Wer lügt, muss vorgeben, die Wahrheit zu sagen. Darin zeigt sich der ethische Grund der Wahrheit.

Wer lügt und den Sprechakt der Lüge mit den Worten „Was ich jetzt sage, ist eine Lüge“ einleitete, würde die Absicht zu lügen zunichtemachen – denn ihm würde nicht geglaubt. Darin erweist es sich, dass das genuine Ziel der Rede darin besteht, den Hörer dahin zu bringen, das Mitgeteilte zu glauben – das Gehörte zu glauben aber setzt voraus, es als wahr anzunehmen.

Prämisse 1:
„Was ich im Folgenden sage, ist eine Lüge.“

Prämisse 2:
„Ich kenne das todsichere Rezept für ein Glück ohne Reue.“

Folgerung:
„Ich behaupte, das todsichere Rezept für ein Glück ohne Reue zu kennen, kenne es aber nicht.“

Wenn Prämisse 2 aufgrund von Prämisse 1 unwahr ist, folgt daraus, dass der Sprecher im Gegensatz zu seiner Behauptung das, was er zu wissen vorgibt, in Wahrheit nicht weiß.

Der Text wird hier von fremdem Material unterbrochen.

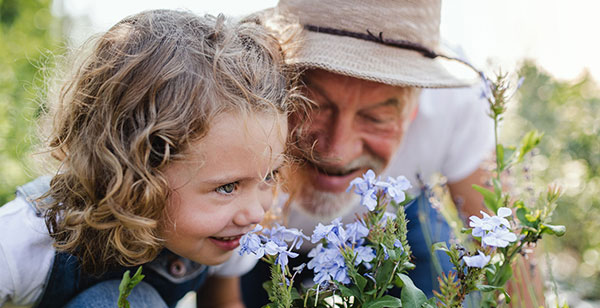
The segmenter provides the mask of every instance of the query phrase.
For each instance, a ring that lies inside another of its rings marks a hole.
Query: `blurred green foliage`
[[[562,238],[544,241],[556,256],[557,280],[584,298],[600,298],[600,91],[584,75],[560,81],[525,62],[525,83],[518,106],[506,118],[503,139],[523,131],[544,133],[539,152],[530,157],[525,191],[543,191],[547,183],[564,189],[553,223],[565,225]],[[510,107],[509,107],[510,109]],[[514,139],[513,139],[514,140]],[[533,195],[533,194],[532,194]]]
[[[51,55],[62,49],[51,0],[0,0],[0,205],[36,175],[35,120]]]

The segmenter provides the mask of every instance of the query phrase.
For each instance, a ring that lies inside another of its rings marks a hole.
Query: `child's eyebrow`
[[[277,164],[275,165],[275,167],[272,168],[271,170],[269,170],[269,172],[273,172],[273,170],[277,170],[277,169],[281,168],[284,164],[285,164],[285,161],[283,159],[280,159],[277,162]],[[210,184],[210,185],[224,185],[224,184],[228,184],[228,183],[249,181],[249,180],[253,180],[253,179],[256,179],[256,177],[238,176],[238,175],[223,175],[223,176],[216,176],[214,178],[204,180],[203,182],[206,184]]]

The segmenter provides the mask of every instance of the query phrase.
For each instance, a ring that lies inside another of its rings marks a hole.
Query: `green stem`
[[[498,152],[498,144],[500,144],[500,141],[498,140],[498,123],[500,122],[500,120],[498,120],[498,115],[494,114],[494,141],[496,144],[496,179],[498,180],[499,183],[500,182],[500,153]]]

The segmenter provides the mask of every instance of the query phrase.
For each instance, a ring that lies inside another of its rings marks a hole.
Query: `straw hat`
[[[266,24],[296,27],[282,40],[290,65],[394,86],[470,85],[477,74],[440,50],[440,10],[440,0],[280,0]]]

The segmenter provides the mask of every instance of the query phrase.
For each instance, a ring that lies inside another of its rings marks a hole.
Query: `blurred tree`
[[[560,81],[532,62],[519,75],[525,77],[520,103],[506,119],[503,138],[515,140],[534,128],[544,138],[531,170],[515,170],[534,172],[532,182],[516,187],[539,192],[546,189],[542,183],[554,181],[564,188],[554,222],[567,233],[549,241],[557,262],[564,262],[557,278],[584,298],[600,299],[600,91],[589,74]],[[566,264],[569,259],[575,265]]]
[[[52,55],[62,50],[51,0],[0,0],[0,206],[36,175],[31,149]]]

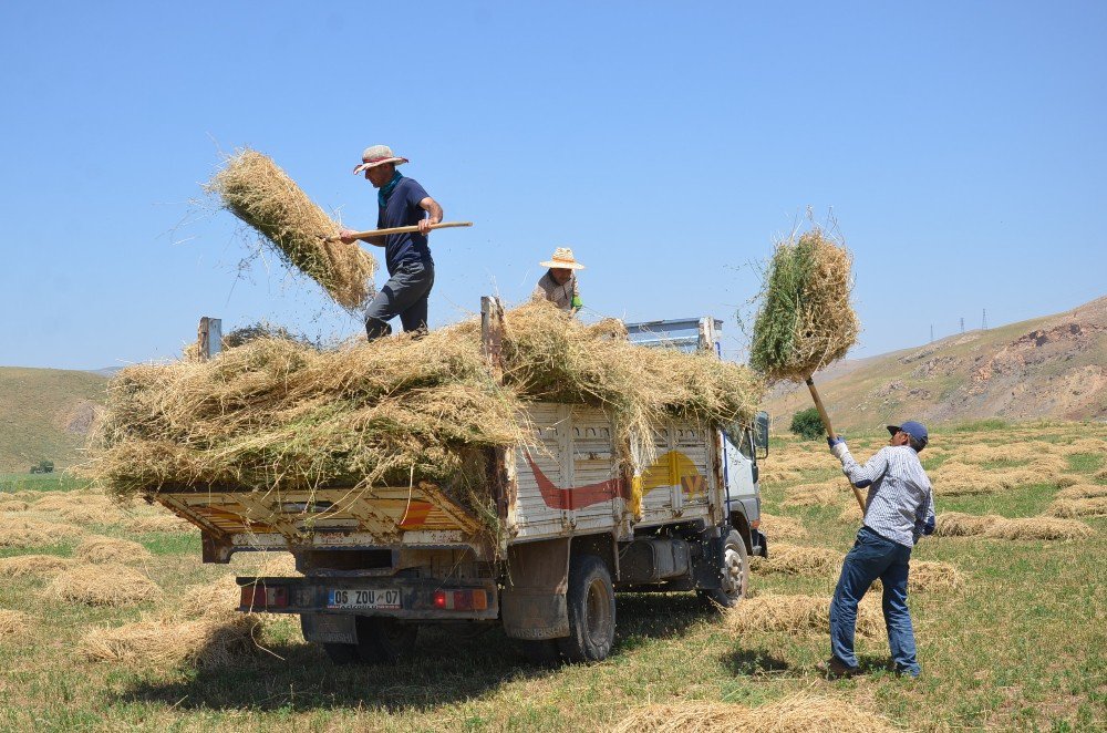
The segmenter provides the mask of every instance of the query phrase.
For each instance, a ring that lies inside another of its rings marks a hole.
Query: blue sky
[[[712,313],[832,209],[855,355],[1107,295],[1107,4],[0,4],[0,364],[169,358],[200,316],[361,332],[203,202],[249,145],[354,228],[361,149],[437,233],[432,326],[571,246],[589,317]],[[382,268],[383,270],[383,268]],[[379,275],[377,283],[382,280]]]

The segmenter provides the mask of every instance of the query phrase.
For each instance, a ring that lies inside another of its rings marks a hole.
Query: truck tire
[[[700,595],[723,608],[734,608],[746,597],[746,588],[749,586],[749,556],[746,543],[736,529],[726,535],[720,574],[722,587],[701,590]]]
[[[594,555],[575,557],[569,565],[569,636],[558,639],[570,662],[599,662],[611,653],[615,639],[615,591],[608,566]]]

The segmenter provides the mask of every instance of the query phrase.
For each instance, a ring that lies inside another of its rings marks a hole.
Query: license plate
[[[395,588],[332,588],[327,591],[327,608],[400,608]]]

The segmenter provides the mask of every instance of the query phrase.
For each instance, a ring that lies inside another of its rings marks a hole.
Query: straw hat
[[[385,163],[401,165],[407,163],[407,158],[393,155],[392,148],[387,145],[371,145],[361,154],[361,165],[353,169],[354,174],[362,173],[366,168],[375,168]]]
[[[572,258],[572,250],[568,247],[558,247],[554,250],[554,257],[546,262],[538,262],[542,267],[565,269],[565,270],[582,270],[584,266]]]

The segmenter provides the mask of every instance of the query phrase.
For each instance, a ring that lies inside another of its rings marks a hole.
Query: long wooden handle
[[[438,224],[432,224],[432,229],[449,229],[452,227],[472,227],[472,221],[439,221]],[[358,239],[364,239],[365,237],[380,237],[386,234],[407,234],[408,231],[418,231],[418,226],[411,227],[392,227],[391,229],[370,229],[369,231],[354,231],[353,237]],[[327,237],[327,241],[339,241],[341,237]]]
[[[834,427],[830,426],[830,415],[827,414],[827,409],[823,406],[823,400],[819,399],[819,391],[815,389],[815,380],[810,376],[807,378],[807,389],[811,391],[811,399],[815,400],[815,409],[819,411],[819,417],[823,419],[823,426],[827,429],[827,435],[838,437],[834,432]],[[853,486],[853,482],[849,482],[849,487],[853,489],[853,498],[857,499],[857,505],[861,507],[861,515],[865,516],[865,497],[861,496],[861,489]]]

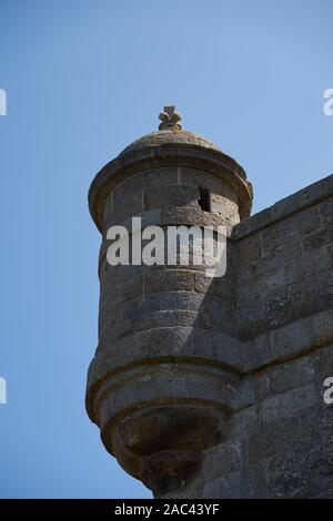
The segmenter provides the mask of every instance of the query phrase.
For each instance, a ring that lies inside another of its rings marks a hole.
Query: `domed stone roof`
[[[176,127],[172,129],[164,129],[157,132],[151,132],[150,134],[145,134],[139,140],[133,141],[129,146],[127,146],[120,154],[141,151],[142,149],[154,149],[161,145],[170,145],[170,144],[180,144],[180,145],[196,145],[203,149],[214,150],[216,152],[222,152],[216,145],[211,143],[210,141],[201,137],[199,135],[193,134],[192,132],[179,130]]]
[[[182,130],[181,114],[173,105],[164,106],[159,119],[159,131],[133,141],[91,183],[89,207],[98,228],[102,228],[105,200],[118,183],[143,170],[164,166],[199,168],[222,177],[238,194],[241,218],[248,217],[253,194],[242,166],[210,141]]]

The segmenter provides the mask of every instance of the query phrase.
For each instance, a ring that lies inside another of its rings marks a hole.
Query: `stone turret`
[[[226,438],[239,382],[226,353],[233,269],[214,284],[204,265],[110,266],[108,229],[140,216],[143,226],[224,225],[230,233],[252,201],[243,168],[181,130],[180,119],[165,106],[160,130],[107,164],[89,193],[102,245],[87,409],[107,450],[157,494],[193,480],[202,452]]]
[[[173,106],[160,120],[89,193],[102,245],[88,413],[154,496],[332,498],[333,176],[249,217],[243,168]],[[109,231],[133,216],[224,227],[224,276],[194,257],[110,264]]]

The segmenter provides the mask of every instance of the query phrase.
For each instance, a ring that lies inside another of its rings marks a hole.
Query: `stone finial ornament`
[[[179,123],[181,119],[181,113],[174,112],[174,105],[165,105],[163,106],[163,112],[159,114],[159,120],[162,121],[162,123],[160,123],[159,130],[182,130],[182,125]]]

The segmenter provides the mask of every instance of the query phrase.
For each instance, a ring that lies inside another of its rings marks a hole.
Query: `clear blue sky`
[[[143,498],[84,411],[98,170],[174,103],[254,212],[333,171],[332,0],[1,0],[0,496]]]

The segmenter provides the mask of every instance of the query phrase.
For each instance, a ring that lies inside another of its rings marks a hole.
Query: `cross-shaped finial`
[[[159,130],[176,129],[181,130],[182,125],[179,123],[182,115],[179,112],[174,112],[174,105],[167,105],[163,108],[163,112],[159,115],[161,124]]]

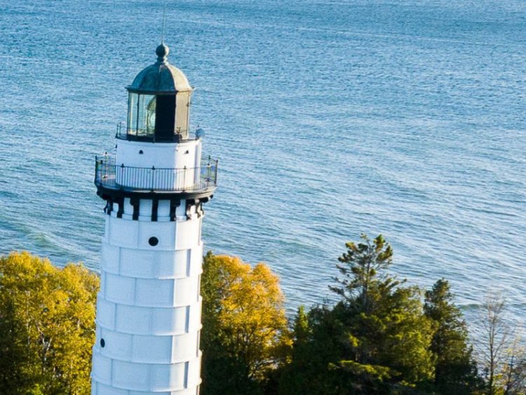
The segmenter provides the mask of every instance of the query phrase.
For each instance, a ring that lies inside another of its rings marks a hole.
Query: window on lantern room
[[[128,134],[171,140],[175,128],[175,95],[141,95],[130,93]]]
[[[137,93],[130,93],[128,96],[128,134],[137,134]]]
[[[155,133],[156,97],[139,95],[137,102],[137,135],[153,137]]]
[[[157,96],[155,137],[159,140],[173,138],[175,127],[175,95]]]

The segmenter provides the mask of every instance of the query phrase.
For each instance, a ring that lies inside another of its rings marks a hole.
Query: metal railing
[[[95,184],[112,189],[187,192],[215,187],[217,159],[202,159],[196,168],[140,168],[116,164],[114,155],[95,156]]]
[[[195,140],[195,134],[190,130],[177,128],[173,134],[156,136],[153,129],[128,128],[122,122],[117,123],[115,138],[120,140],[151,141],[153,142],[179,142],[182,140]]]

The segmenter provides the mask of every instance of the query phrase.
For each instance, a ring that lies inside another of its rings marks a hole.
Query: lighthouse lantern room
[[[126,128],[95,159],[106,201],[92,394],[196,395],[201,383],[203,203],[217,161],[189,133],[192,88],[168,48],[128,92]]]

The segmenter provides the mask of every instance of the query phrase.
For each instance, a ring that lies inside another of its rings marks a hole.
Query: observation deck
[[[199,167],[140,168],[115,163],[115,156],[95,156],[95,185],[97,194],[104,196],[166,199],[210,196],[217,185],[217,159],[201,160]]]

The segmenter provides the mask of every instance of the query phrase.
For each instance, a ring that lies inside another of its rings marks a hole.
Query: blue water
[[[163,4],[220,160],[207,248],[267,262],[292,309],[381,232],[394,272],[449,279],[471,321],[494,288],[526,319],[523,0],[3,0],[0,252],[97,269],[93,157],[155,60]]]

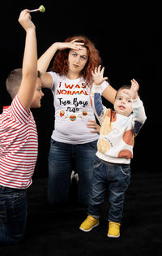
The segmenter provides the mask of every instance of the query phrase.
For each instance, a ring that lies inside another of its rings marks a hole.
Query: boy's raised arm
[[[36,28],[31,20],[29,10],[26,9],[21,11],[19,22],[26,31],[26,40],[23,59],[22,81],[18,92],[18,97],[23,106],[27,110],[29,110],[37,78]]]

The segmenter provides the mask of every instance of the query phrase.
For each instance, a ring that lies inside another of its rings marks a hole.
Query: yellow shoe
[[[80,225],[79,229],[84,232],[91,231],[93,228],[99,225],[99,219],[88,215],[87,219]]]
[[[120,226],[121,224],[117,222],[109,221],[108,236],[117,238],[120,236]]]

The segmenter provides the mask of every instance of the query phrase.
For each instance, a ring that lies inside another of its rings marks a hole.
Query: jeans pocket
[[[55,146],[58,144],[58,141],[54,141],[53,139],[51,139],[51,146]]]
[[[121,165],[121,171],[122,172],[122,174],[124,174],[125,176],[130,176],[130,167],[129,165]]]
[[[6,208],[4,201],[0,202],[0,223],[5,223],[7,221],[6,218]]]
[[[95,161],[94,168],[98,168],[98,167],[100,167],[100,165],[101,163],[102,163],[102,162],[100,162],[100,160]]]

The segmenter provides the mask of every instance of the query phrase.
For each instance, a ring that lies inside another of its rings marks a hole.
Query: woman
[[[45,72],[53,55],[52,72]],[[90,102],[92,72],[101,63],[94,44],[83,36],[53,43],[38,60],[44,87],[52,89],[55,128],[49,155],[49,202],[68,202],[72,170],[79,175],[78,202],[87,206],[96,160],[97,125]],[[113,102],[116,90],[106,81],[103,96]]]

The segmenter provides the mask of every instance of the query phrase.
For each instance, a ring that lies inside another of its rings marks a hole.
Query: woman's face
[[[80,73],[87,62],[87,50],[83,47],[82,50],[70,50],[68,55],[69,71]]]

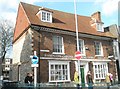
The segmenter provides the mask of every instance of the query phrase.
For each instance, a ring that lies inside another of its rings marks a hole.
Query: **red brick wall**
[[[69,36],[69,35],[61,35],[61,34],[55,34],[55,33],[50,33],[50,32],[43,32],[41,31],[40,34],[38,34],[37,31],[33,32],[33,49],[38,51],[39,45],[38,45],[38,40],[40,35],[40,49],[41,50],[49,50],[50,52],[48,53],[43,53],[40,52],[40,56],[44,56],[45,54],[52,54],[53,50],[53,41],[52,37],[54,35],[60,35],[63,37],[64,41],[64,49],[65,49],[65,54],[74,56],[75,51],[76,51],[76,38],[75,36]],[[102,40],[94,40],[90,38],[81,38],[85,42],[85,46],[89,48],[89,50],[86,50],[86,56],[87,57],[95,57],[95,49],[94,49],[94,41],[100,41],[102,42],[103,46],[103,53],[104,57],[107,58],[108,53],[106,48],[111,49],[112,46],[109,45],[109,41],[102,41]],[[37,52],[38,53],[38,52]],[[44,70],[44,71],[43,71]],[[70,79],[73,81],[74,78],[74,72],[75,72],[75,65],[74,61],[70,62]],[[47,59],[40,59],[40,81],[41,82],[48,82],[49,79],[49,62]]]

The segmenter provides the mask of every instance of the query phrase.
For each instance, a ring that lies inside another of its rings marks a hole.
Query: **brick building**
[[[108,72],[116,79],[115,60],[110,57],[114,55],[112,44],[116,37],[104,31],[100,12],[78,15],[78,32],[82,83],[86,83],[88,70],[92,71],[95,82],[104,81]],[[34,51],[39,57],[38,82],[73,81],[74,72],[79,69],[74,57],[74,14],[21,2],[13,40],[13,80],[24,81],[26,73],[33,72],[30,56]]]

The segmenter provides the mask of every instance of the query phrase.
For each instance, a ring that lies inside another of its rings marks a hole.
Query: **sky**
[[[91,16],[100,11],[104,27],[118,24],[118,2],[120,0],[75,0],[78,15]],[[20,2],[42,6],[54,10],[74,13],[74,0],[0,0],[0,19],[16,23]],[[120,4],[119,4],[120,5]],[[120,26],[120,25],[119,25]],[[11,53],[12,54],[12,53]]]

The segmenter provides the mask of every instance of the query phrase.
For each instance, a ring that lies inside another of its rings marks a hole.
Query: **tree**
[[[9,20],[0,20],[0,56],[2,62],[5,59],[6,53],[12,47],[13,39],[13,23]]]

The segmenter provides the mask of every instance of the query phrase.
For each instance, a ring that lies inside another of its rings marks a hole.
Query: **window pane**
[[[68,65],[66,64],[51,64],[50,79],[56,80],[68,80]]]
[[[53,52],[62,53],[63,52],[63,44],[62,37],[53,36]]]

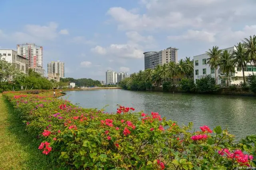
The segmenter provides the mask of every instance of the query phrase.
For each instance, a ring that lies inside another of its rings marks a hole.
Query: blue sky
[[[0,49],[35,43],[46,70],[60,60],[66,77],[104,80],[108,69],[143,70],[145,51],[176,47],[179,59],[256,34],[256,1],[242,2],[1,0]]]

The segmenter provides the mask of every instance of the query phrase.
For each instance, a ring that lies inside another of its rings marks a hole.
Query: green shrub
[[[256,166],[256,135],[237,143],[220,126],[194,131],[157,113],[120,106],[115,114],[45,96],[4,93],[38,149],[65,169],[235,169]]]
[[[180,82],[181,89],[186,92],[194,92],[196,85],[194,80],[190,78],[183,78]]]

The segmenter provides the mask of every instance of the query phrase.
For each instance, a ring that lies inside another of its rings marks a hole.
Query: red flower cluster
[[[127,121],[126,124],[128,127],[132,128],[133,130],[134,130],[134,129],[135,129],[135,127],[136,127],[135,126],[133,125],[132,122],[131,122],[130,121]]]
[[[50,135],[50,134],[51,134],[51,132],[47,130],[44,129],[44,132],[42,133],[42,134],[43,134],[43,136],[45,137]]]
[[[68,127],[68,129],[74,129],[75,130],[77,129],[77,128],[76,128],[76,126],[75,125],[71,125],[70,126]]]
[[[161,166],[161,170],[164,169],[164,164],[162,162],[161,162],[159,159],[157,160],[157,164]]]
[[[219,150],[218,153],[222,156],[223,156],[224,154],[225,154],[228,158],[231,159],[234,158],[238,162],[241,163],[241,165],[247,165],[248,166],[249,166],[248,158],[250,160],[253,158],[252,155],[248,156],[247,154],[244,154],[242,150],[238,150],[231,153],[227,149],[222,149],[221,150]]]
[[[48,154],[52,150],[52,147],[49,147],[50,143],[45,141],[44,143],[42,142],[38,147],[38,149],[42,150],[44,149],[42,153],[44,154]],[[45,146],[45,148],[44,146]]]
[[[66,107],[66,104],[61,104],[60,106],[59,106],[59,108],[62,110],[64,109]]]
[[[193,141],[198,141],[198,140],[206,139],[208,136],[206,135],[198,135],[192,136],[190,139]]]
[[[118,108],[116,109],[117,111],[116,111],[116,113],[118,114],[121,114],[122,112],[123,113],[127,113],[130,110],[132,110],[134,111],[135,109],[132,107],[126,107],[124,106],[120,106],[119,107],[119,108]]]
[[[20,98],[26,98],[27,96],[27,95],[24,95],[24,94],[21,94],[20,95],[14,96],[14,99],[19,99]]]
[[[162,120],[162,119],[161,118],[161,115],[159,115],[158,113],[157,112],[152,112],[151,115],[153,119],[158,119],[159,121]]]
[[[107,119],[105,120],[105,121],[104,120],[101,120],[100,123],[102,125],[106,125],[110,127],[113,127],[114,126],[114,125],[113,124],[113,120],[109,119]]]
[[[212,133],[212,131],[210,129],[209,127],[206,125],[200,127],[200,129],[203,132],[208,132],[209,133]]]
[[[131,132],[129,130],[129,129],[128,129],[128,128],[127,128],[126,127],[125,127],[124,128],[124,129],[123,133],[124,134],[124,136],[126,136],[128,135],[131,133]]]

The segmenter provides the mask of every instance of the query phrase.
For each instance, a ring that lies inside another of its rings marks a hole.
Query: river
[[[121,89],[67,92],[61,97],[83,107],[105,108],[116,112],[120,104],[147,113],[158,112],[162,117],[177,121],[178,125],[194,123],[200,129],[203,125],[211,129],[221,125],[228,128],[236,140],[256,134],[256,98],[253,97],[202,95]]]

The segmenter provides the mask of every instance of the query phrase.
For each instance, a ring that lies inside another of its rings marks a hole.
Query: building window
[[[195,61],[195,65],[196,65],[196,66],[197,66],[198,65],[198,60],[196,60]]]

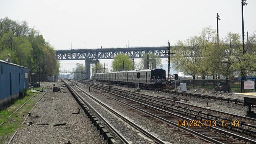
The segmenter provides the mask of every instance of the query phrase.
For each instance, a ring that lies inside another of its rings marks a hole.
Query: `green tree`
[[[119,54],[116,55],[112,61],[112,68],[113,71],[132,70],[132,61],[129,58],[129,56],[125,54]],[[124,68],[123,68],[123,67]]]
[[[148,63],[152,64],[149,64],[149,69],[160,68],[163,67],[162,60],[160,58],[158,57],[154,54],[145,53],[140,59],[139,69],[142,70],[147,68],[147,65],[144,64],[148,62]]]
[[[104,66],[101,63],[96,63],[93,68],[94,74],[104,72]]]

Lügen beruht demgemäß auf der absichtsvollen und also tückischen Verschleierung der Inkonsistenz der Annahmen des Lügners. Die Lüge ist moralisch verwerflich, weil sie das genuine Ziel der menschlichen Rede verwirft und verfehlt und den Hörer absichtsvoll in die Irre führt – dabei und dadurch kann er in vielfachem Sinne vom Wege abkommen.